Andy Murray crece ante Nishikori
El escocés fue muy superior y derrotó al joven japonés por 6-3, 6-3 y 6-1 en poco más de dos horas.
Fin del sueño para Kei Nishikori. El tenista de menor ranking (26º clasificado) presente en los cuartos de final del Open de Australia vio cómo sus ilusiones se rompían de forma abrupta ante un Andy Murray que mostró esta madrugada su mejor versión imponiéndose por 6-3, 6-3 y 6-1. De todos modos, incluso con jugar a medio gas le hubiese bastado hoy al escocés para imponerse a un Nishikori visiblemente cansado por el esfuerzo de los partidos anteriores.

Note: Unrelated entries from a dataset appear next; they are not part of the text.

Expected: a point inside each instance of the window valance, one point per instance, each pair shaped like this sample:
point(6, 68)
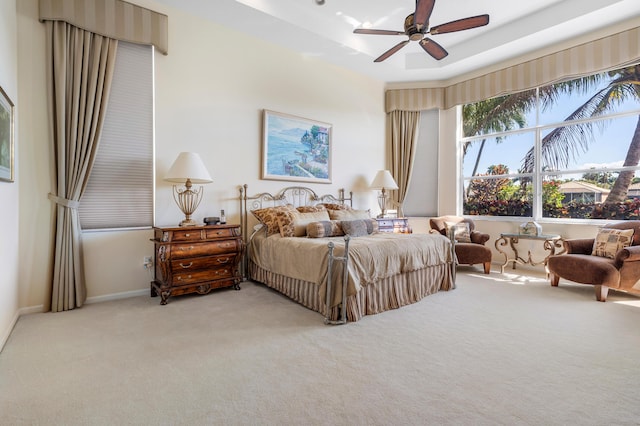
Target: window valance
point(600, 55)
point(115, 19)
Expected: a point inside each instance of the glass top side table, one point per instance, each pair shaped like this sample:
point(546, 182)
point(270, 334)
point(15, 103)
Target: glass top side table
point(550, 243)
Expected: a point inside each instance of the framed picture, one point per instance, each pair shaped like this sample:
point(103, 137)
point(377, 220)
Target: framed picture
point(295, 148)
point(6, 137)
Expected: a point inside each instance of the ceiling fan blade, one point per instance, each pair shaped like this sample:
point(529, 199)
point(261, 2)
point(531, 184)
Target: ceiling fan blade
point(423, 12)
point(391, 51)
point(460, 25)
point(433, 48)
point(377, 32)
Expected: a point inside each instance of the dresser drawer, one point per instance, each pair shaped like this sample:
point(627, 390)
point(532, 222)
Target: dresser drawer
point(187, 235)
point(190, 277)
point(178, 266)
point(181, 251)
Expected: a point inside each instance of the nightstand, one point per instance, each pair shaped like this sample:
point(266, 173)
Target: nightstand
point(398, 225)
point(196, 259)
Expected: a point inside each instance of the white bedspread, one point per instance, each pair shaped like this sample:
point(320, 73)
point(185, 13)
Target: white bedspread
point(371, 258)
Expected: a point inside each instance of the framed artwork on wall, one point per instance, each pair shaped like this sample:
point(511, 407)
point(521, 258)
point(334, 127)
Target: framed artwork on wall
point(295, 148)
point(7, 137)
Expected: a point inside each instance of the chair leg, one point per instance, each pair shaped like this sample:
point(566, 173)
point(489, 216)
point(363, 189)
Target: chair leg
point(601, 293)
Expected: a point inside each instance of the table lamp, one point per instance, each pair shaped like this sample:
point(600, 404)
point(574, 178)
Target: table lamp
point(383, 181)
point(188, 169)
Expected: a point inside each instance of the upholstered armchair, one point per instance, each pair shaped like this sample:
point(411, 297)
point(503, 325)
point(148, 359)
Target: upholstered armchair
point(607, 264)
point(469, 247)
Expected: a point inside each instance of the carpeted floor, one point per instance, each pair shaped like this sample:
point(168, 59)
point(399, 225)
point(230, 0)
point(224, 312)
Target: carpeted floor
point(498, 350)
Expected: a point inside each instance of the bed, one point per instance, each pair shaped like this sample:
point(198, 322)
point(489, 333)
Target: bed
point(289, 236)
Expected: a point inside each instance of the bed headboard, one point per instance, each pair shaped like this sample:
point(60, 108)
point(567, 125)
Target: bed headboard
point(296, 195)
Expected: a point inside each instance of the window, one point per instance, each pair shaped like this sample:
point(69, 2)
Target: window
point(119, 193)
point(566, 150)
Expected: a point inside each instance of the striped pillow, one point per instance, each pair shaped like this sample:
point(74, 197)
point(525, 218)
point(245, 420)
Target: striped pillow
point(359, 227)
point(325, 228)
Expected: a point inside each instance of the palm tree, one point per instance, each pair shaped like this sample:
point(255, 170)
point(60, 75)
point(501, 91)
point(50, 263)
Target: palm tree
point(559, 146)
point(493, 116)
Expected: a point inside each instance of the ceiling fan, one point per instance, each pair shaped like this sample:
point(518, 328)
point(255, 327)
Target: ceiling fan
point(416, 26)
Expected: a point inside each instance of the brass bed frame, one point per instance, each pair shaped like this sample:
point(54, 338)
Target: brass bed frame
point(298, 196)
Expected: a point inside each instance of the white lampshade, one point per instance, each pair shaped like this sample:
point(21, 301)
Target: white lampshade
point(188, 165)
point(384, 180)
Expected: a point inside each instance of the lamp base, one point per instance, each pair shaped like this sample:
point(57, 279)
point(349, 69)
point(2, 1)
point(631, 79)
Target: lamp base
point(188, 222)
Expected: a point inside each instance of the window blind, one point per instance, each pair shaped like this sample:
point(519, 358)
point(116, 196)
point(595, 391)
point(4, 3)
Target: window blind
point(119, 192)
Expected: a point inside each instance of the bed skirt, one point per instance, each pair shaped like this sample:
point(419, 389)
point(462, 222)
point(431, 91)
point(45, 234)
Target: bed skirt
point(386, 294)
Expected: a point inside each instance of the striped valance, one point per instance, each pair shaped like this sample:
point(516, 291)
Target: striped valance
point(600, 55)
point(115, 19)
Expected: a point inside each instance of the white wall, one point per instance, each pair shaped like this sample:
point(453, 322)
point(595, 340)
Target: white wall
point(210, 93)
point(9, 192)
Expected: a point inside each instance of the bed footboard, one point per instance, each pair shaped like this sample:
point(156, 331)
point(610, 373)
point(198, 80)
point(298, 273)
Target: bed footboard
point(343, 300)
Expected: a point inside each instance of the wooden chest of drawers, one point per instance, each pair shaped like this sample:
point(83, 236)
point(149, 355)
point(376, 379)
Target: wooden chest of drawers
point(196, 259)
point(399, 225)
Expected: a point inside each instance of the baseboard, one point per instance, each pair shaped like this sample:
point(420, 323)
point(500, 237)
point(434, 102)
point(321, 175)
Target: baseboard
point(117, 296)
point(19, 313)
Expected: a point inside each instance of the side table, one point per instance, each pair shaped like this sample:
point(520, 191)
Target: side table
point(550, 243)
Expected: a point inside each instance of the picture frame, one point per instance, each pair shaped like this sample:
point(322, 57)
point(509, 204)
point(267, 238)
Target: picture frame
point(7, 136)
point(295, 148)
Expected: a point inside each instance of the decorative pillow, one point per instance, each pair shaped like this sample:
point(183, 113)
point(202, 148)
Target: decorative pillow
point(310, 209)
point(610, 241)
point(359, 227)
point(268, 217)
point(301, 220)
point(349, 214)
point(461, 232)
point(285, 223)
point(326, 228)
point(336, 206)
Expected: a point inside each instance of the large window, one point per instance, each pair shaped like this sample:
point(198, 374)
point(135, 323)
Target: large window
point(567, 150)
point(119, 193)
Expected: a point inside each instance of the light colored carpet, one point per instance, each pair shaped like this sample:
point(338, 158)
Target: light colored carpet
point(499, 349)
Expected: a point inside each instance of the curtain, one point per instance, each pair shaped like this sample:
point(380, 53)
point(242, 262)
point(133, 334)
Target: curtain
point(80, 69)
point(403, 136)
point(607, 53)
point(115, 19)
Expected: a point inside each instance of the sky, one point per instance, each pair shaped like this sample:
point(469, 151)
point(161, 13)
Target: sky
point(608, 149)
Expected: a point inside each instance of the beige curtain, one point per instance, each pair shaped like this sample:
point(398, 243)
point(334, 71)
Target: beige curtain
point(403, 136)
point(80, 69)
point(607, 53)
point(115, 19)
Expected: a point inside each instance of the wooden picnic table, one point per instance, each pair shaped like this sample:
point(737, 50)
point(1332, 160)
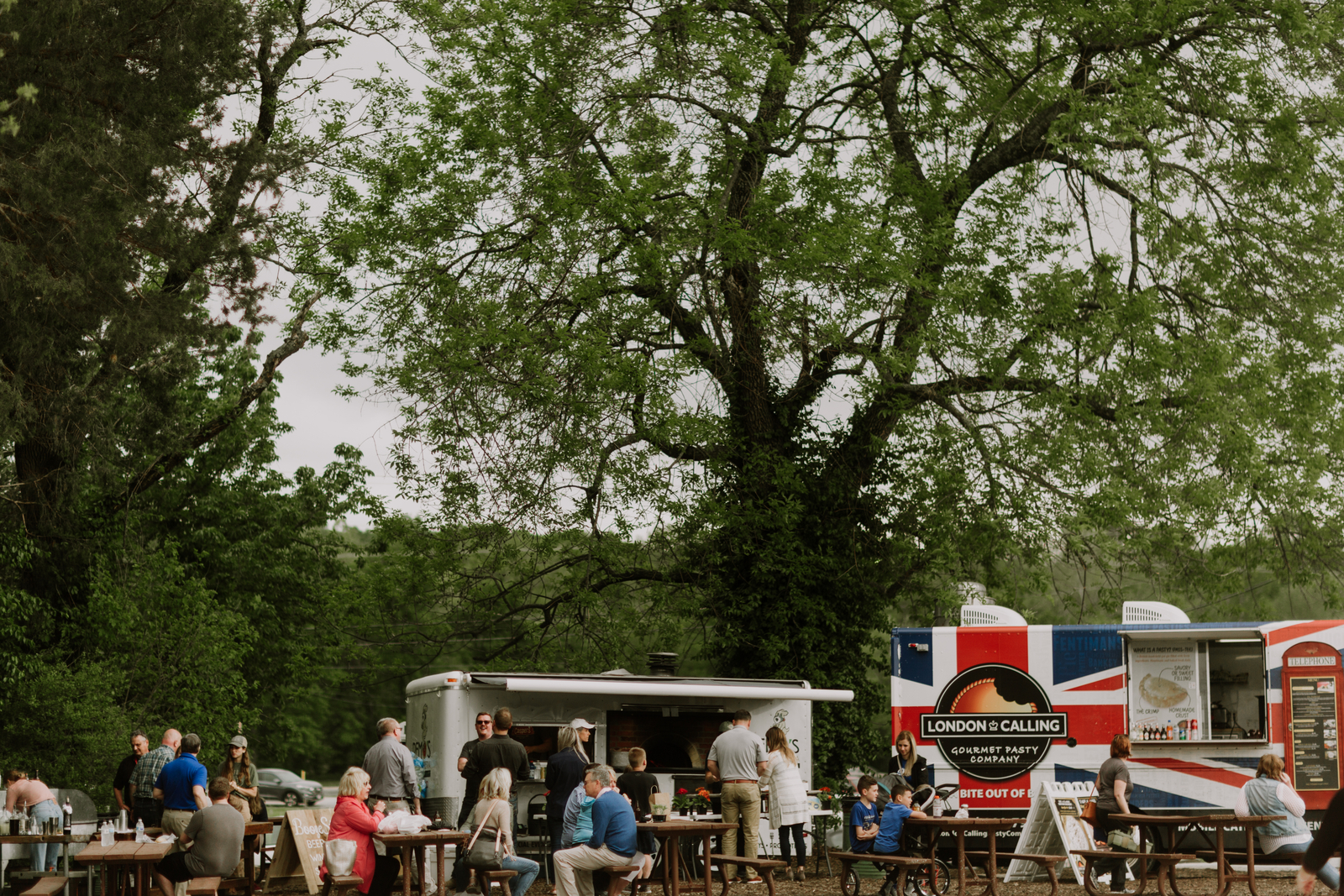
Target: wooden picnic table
point(124, 857)
point(51, 839)
point(960, 826)
point(1226, 878)
point(671, 832)
point(414, 846)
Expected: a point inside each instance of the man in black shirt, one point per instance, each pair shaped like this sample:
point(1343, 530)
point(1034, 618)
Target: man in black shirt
point(470, 770)
point(501, 752)
point(121, 783)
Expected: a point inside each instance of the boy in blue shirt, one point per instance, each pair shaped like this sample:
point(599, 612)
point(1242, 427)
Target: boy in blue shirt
point(864, 817)
point(893, 820)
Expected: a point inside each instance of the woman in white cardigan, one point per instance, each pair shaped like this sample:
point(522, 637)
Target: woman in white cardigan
point(790, 809)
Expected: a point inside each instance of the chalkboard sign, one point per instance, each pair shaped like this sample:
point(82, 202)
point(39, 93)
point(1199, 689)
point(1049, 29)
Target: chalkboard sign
point(300, 846)
point(1310, 696)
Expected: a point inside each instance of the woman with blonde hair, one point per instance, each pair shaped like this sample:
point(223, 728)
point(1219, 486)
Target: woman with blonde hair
point(907, 762)
point(1269, 793)
point(492, 819)
point(353, 820)
point(34, 795)
point(790, 808)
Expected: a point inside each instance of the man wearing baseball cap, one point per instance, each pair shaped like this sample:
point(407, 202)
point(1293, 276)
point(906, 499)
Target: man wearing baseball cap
point(585, 728)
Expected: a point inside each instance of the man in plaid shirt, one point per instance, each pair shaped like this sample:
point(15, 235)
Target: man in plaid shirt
point(148, 809)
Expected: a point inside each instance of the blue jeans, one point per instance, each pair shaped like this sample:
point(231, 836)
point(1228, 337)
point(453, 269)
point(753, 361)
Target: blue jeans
point(1327, 875)
point(45, 855)
point(528, 872)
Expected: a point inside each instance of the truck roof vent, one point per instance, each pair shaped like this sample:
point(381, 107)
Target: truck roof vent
point(663, 664)
point(990, 616)
point(974, 594)
point(1140, 611)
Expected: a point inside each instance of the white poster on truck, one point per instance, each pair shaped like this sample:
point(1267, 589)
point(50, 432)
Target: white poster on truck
point(1164, 687)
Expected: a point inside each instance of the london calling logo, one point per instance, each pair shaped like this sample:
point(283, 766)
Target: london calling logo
point(994, 723)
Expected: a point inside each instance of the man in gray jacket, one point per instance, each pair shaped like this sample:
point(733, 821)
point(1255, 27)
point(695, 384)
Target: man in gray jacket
point(737, 758)
point(391, 768)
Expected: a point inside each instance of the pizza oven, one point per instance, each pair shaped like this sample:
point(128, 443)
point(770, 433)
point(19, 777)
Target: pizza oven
point(676, 739)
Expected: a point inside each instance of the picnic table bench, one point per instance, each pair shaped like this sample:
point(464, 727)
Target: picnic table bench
point(49, 886)
point(850, 879)
point(765, 866)
point(1166, 866)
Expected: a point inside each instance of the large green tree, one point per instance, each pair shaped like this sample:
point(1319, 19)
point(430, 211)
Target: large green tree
point(138, 203)
point(843, 298)
point(155, 569)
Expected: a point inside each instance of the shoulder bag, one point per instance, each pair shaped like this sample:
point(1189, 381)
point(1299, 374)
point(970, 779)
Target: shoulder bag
point(483, 852)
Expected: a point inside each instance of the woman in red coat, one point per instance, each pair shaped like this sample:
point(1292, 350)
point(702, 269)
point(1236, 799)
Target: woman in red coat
point(354, 821)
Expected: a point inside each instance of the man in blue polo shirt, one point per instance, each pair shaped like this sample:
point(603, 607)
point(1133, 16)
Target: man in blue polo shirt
point(181, 788)
point(612, 841)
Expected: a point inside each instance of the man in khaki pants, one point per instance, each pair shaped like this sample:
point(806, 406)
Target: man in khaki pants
point(737, 759)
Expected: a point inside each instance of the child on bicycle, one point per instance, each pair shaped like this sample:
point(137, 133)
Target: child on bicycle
point(889, 841)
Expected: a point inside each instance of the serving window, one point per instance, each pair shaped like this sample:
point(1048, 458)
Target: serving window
point(1195, 685)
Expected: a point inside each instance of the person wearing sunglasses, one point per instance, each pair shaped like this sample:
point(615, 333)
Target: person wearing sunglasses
point(470, 768)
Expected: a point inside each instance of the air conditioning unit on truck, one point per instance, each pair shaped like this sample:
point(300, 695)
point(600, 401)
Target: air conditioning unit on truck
point(674, 719)
point(1000, 707)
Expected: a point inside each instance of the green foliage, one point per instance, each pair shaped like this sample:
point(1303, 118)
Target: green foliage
point(837, 304)
point(155, 570)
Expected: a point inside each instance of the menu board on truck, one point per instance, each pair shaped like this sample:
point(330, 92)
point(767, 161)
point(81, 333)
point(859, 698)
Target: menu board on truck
point(1164, 685)
point(1314, 726)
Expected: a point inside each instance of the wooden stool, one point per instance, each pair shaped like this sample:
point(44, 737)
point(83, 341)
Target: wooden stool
point(342, 884)
point(615, 883)
point(484, 878)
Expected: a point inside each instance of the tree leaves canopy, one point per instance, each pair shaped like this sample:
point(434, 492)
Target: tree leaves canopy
point(840, 298)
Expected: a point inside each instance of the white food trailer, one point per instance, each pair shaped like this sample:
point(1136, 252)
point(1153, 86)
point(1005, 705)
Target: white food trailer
point(674, 719)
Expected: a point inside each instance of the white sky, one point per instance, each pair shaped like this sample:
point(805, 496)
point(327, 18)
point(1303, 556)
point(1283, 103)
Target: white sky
point(306, 401)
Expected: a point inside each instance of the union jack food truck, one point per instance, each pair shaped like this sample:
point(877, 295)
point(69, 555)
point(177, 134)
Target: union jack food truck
point(1000, 707)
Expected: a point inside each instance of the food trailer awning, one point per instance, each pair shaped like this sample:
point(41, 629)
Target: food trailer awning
point(618, 685)
point(1191, 633)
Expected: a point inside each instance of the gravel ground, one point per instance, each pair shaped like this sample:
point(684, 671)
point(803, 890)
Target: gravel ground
point(1195, 882)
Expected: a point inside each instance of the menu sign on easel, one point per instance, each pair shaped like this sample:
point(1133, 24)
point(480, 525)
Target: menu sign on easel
point(1310, 694)
point(300, 846)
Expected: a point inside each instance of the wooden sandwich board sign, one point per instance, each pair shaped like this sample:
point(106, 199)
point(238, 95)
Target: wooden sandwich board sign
point(300, 846)
point(1054, 826)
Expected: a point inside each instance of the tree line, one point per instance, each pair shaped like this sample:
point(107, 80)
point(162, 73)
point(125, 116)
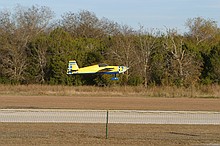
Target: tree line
point(35, 49)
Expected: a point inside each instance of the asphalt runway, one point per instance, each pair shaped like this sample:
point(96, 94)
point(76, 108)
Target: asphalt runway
point(114, 116)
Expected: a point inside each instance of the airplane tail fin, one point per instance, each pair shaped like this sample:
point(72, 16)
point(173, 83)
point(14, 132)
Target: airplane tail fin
point(72, 66)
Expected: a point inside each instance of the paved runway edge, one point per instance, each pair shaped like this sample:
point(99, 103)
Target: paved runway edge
point(115, 116)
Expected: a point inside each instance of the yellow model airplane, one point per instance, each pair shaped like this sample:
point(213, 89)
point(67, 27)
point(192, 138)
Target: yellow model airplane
point(95, 69)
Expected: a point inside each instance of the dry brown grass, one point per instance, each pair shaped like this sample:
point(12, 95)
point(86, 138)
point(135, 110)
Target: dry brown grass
point(140, 91)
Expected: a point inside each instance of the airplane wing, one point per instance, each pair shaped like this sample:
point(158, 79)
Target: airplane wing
point(106, 70)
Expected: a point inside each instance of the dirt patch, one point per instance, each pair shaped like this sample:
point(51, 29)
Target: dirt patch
point(136, 103)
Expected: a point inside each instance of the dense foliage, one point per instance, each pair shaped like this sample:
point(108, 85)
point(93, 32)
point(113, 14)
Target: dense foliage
point(35, 48)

Ni siquiera la ensoñación de disputar unos cuartos de final de un Grand Slam por primera vez en su carrera -y a buen seguro no será la última- mantuvo con vida al nipón. Las casi doce horas que empleó en trabjarse su acceso a esta ronda reservada a unos pocos privilegiados le pasaron factura. No ayudó ni mucho menos la fuerza con la que saltó a la pista su rival, un Murray más fino que en partidos anteriores, casi de entrenamiento para él, pero que desde el comienzo demostró estar preparado para luchar con Djokovic. No tardaría así el británico en conseguir la primera rotura del encuentro, que no supondría sólo un juego más para su marcador, sino que significó casi el triunfo al minar con celeridad la moral de Nishikori.
Fue durante el primer acto cuando vimos lo poco destacable que ofreció hoy el tenista del país del sol naciente, que no estuvo para nada lejos del nivel de Murray en cuanto a juego. Su punto débil fue el servicio, con el que apenas logró ventaja llegando a conceder hasta nueve bolas de rotura durante el set, terminando por ceder una de las mismas. No fue en cambio capaz de aprovechar las cinco que Murray le concedió a él, y esa diferencia fue la que marcó el resultado de la manga. Murray desmostró que el número 4 del mundo no se logra por casualidad.
La pérdida del primer set supuso así para Nishikori una decepción que no superaría ya en lo que restaría de encuentro. Destrozado físicamente, únicamente el marcador apretado era lo que le mantenía con vida, y una vez éste señaló el 1-0 favorable al escocés el partido quedó visto para sentencia. Ni siquiera el chaleco salvavidas que Andy le envió en forma de relajación con su servicio impidió el naufragio de Kei, que navegaba a la deriva ansioso de estrechar la mano de Murray en la red más pronto que inmediatamente. Pese a que la segunda manga concluyó con el mismo resultado del set precedente, las sensaciones eran diametralmente opuestas y nadie dudaba de que el partido estaba visto para sentencia.
Con esos condicionantes, el tercer set fue un vodevil indigno, impropio de unos cuartos de final. Aún así, dio tiempo a otro despiste más de Murray, quien cedió un saque para que Nishikori maquillara un marcador que ni con esas ocultó sus pésimos guarismos: apenas ganó once puntos en todo el tercer set, y únicamente tres con saque propio. Con el citado 6-3, 6-3 y 6-1 firmaba Murray su pase a las semifinales, donde se las verá con Novak Djokovic. Tras un cuadro tremendamente sencillo para el de Dunblane, el viernes se avecina un encuentro donde ya no cabe el error. De nuevo, los cuatro grandes en semifinales. De nuevo, Murray tratando de derrotar a Djokovic, buscando venganza tras la final del pasado curso. Que empiece el espectáculo.